Dealing with both current debts and future debts in your prenup will allow you to avoid thorny questions such as these in the event something unexpected happens.
Keep in mind that, in Virginia, you are usually not responsible for your spouse’s debts in the event of their death.
However, there are a few exceptions that you’ll want to account for in your prenup, such as joint debt and certain types of medical bills.
5) An Outline for Specific Financial Obligations
While somewhat uncommon, some couples also choose to take this idea one step further by outlining specific financial obligations they will take on in the marriage.
For example, deciding who will pay for the house or family car can help some couples allocate their resources more effectively.
While this is more of a plan than a legally-binding contract, it can be useful if one spouse simply does not fulfill an obligation during the marriage.
For example, if one spouse states that they will buy the other a house using their inheritance money, and then goes back on this promise, it’s easier to bring up during the divorce if you have the original obligation in writing.
Similarly, if one spouse is planning to take on a significant financial risk sometime in the near future (such as starting a business), it can be helpful for both spouses to lay out their plans for how they will deal with this risk financially.
6) Alimony Information
As another important consideration, the Virginia Code places a few different restrictions on how prenups can handle future spousal support (i.e. “alimony”) payments.
Specifically, the Virginia Code notes that a prenup can establish the terms of future spousal support payments.
However, those terms must be “equitable” (“fair”).
Additionally, you should note that the alimony terms in your prenup aren’t guaranteed to stand up in court during certain legal proceedings.
While the judge may take your prenup into account, Virginia judges have considerable discretion in deciding such cases.
For this reason, it’s a good idea to include alimony information in your prenup.
However, you should know that such a section may not hold up under certain circumstances.
7) Separation Considerations
Finally, you should also include a section which outlines your responsibilities and considerations after a potential separation.
As one very common example, many prenups include a section which notes who will have access to the marital home during divorce proceedings.
Other separation considerations, such as who gets the family vehicles or who keeps the family pet, are also common.
Things You Shouldn’t Include in Your Prenup
There are also a few things you should not include on your prenup.

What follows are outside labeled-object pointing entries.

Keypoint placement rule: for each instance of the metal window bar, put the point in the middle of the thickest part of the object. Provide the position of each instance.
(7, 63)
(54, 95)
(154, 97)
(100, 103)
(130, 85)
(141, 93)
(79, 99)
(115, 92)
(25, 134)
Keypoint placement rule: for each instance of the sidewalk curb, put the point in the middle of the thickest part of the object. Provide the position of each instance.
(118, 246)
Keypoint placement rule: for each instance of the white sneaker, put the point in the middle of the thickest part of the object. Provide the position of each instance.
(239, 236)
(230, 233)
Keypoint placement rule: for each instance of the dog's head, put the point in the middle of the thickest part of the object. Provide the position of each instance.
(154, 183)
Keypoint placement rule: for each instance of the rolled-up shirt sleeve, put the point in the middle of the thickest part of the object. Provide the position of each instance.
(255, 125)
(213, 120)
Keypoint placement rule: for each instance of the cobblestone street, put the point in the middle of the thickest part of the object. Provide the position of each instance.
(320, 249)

In general, this is because a Virginia court will never enforce any of these sections.
Child Custody and Child Support Agreements
Under Virginia law, legally binding child custody decisions may only be determined through the family court system.

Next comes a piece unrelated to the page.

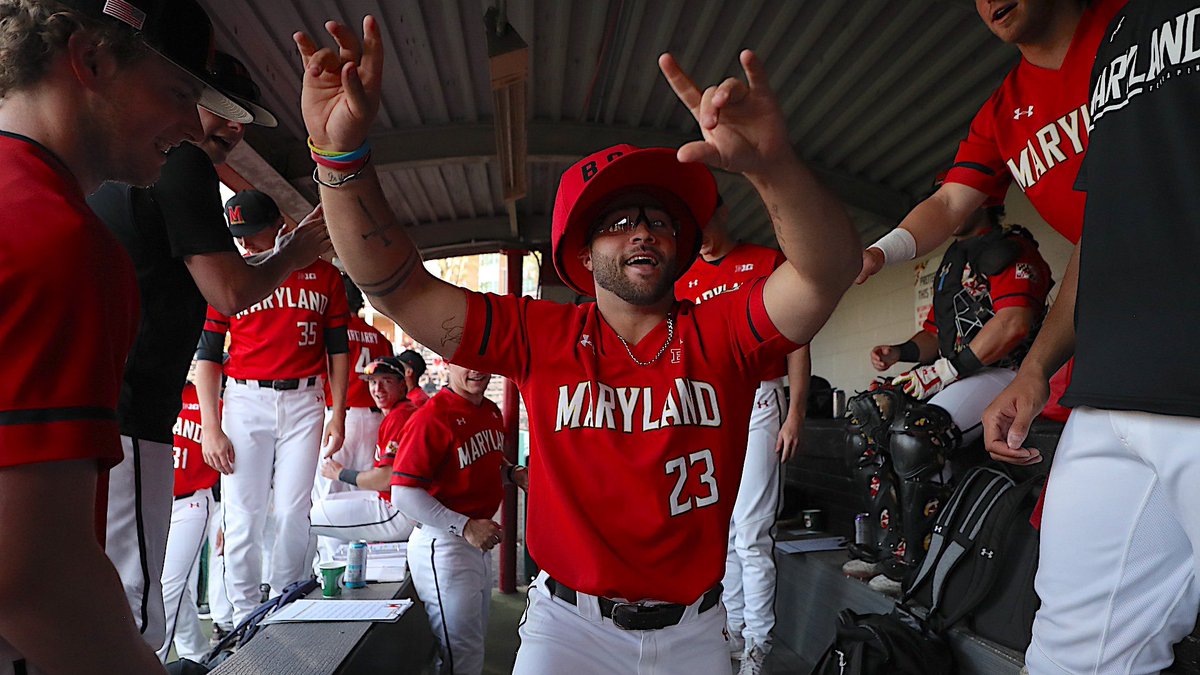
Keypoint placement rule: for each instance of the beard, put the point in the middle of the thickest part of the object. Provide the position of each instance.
(610, 275)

In a child custody case following a divorce, a family court judge will look at the specific circumstances of your particular case at the time of your separation.

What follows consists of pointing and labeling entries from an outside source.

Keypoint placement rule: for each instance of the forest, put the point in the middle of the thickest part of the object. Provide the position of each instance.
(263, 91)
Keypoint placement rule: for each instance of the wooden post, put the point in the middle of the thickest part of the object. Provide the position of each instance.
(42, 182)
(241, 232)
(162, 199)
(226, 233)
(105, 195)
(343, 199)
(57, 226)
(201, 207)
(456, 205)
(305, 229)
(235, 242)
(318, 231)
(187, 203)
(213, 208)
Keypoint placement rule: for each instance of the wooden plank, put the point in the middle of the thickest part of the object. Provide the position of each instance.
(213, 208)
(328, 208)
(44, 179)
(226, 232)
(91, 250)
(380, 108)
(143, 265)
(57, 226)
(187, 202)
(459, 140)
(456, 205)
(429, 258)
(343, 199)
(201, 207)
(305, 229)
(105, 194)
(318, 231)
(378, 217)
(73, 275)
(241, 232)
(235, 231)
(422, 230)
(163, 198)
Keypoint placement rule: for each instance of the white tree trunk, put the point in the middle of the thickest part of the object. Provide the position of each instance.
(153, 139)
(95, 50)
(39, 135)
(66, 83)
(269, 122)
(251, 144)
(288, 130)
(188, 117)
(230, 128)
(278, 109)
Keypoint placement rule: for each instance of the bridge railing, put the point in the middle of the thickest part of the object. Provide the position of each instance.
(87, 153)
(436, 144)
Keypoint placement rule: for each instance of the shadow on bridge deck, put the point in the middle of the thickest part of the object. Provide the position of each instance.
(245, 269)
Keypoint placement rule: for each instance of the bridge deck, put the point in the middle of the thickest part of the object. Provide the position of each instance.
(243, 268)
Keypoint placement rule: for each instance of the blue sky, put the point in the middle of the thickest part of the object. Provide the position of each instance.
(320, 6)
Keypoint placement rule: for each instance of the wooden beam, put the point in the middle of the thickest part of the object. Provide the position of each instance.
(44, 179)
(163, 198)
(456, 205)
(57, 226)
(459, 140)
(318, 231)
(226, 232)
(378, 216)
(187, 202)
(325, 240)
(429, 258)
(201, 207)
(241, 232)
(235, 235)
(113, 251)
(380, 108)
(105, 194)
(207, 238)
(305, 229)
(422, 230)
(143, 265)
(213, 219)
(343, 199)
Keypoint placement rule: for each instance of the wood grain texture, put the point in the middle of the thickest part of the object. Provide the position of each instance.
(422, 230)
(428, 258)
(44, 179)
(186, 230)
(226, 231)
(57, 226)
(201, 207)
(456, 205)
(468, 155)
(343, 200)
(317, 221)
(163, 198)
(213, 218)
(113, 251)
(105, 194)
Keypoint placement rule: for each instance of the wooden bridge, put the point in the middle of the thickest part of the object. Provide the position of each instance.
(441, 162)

Put another way, they will not consider the terms outlined in your prenuptial agreement to be legally binding.
Similarly, prenuptial agreements involving child support are effectively meaningless.
This is because child support is a legal right of the child, not either parent.
Virginia law enables one or both parties to modify or even waive their right to alimony through a prenup.
However, if you or your partner wish to totally waive your right to future spousal support, you should consult with an attorney first to ensure the agreement will be enforceable.
If the agreement seems to obviously disadvantage one party, the judge may decide that the whole contract is unenforceable.
For this reason, you should think carefully before making a prenup which waives a spouse’s alimony rights.
Finally, a prenup isn’t the place to lay out minor domestic affairs.
For example, provisions on where you’ll go on vacation are almost certainly unenforceable.
While they can be complicated, prenups can be valuable in any marriage.
If you aren’t sure what your prenup should include, you should speak with an experienced Virginia family lawyer.
By doing so, you can potentially save yourself large sums of money and months of litigation in the future.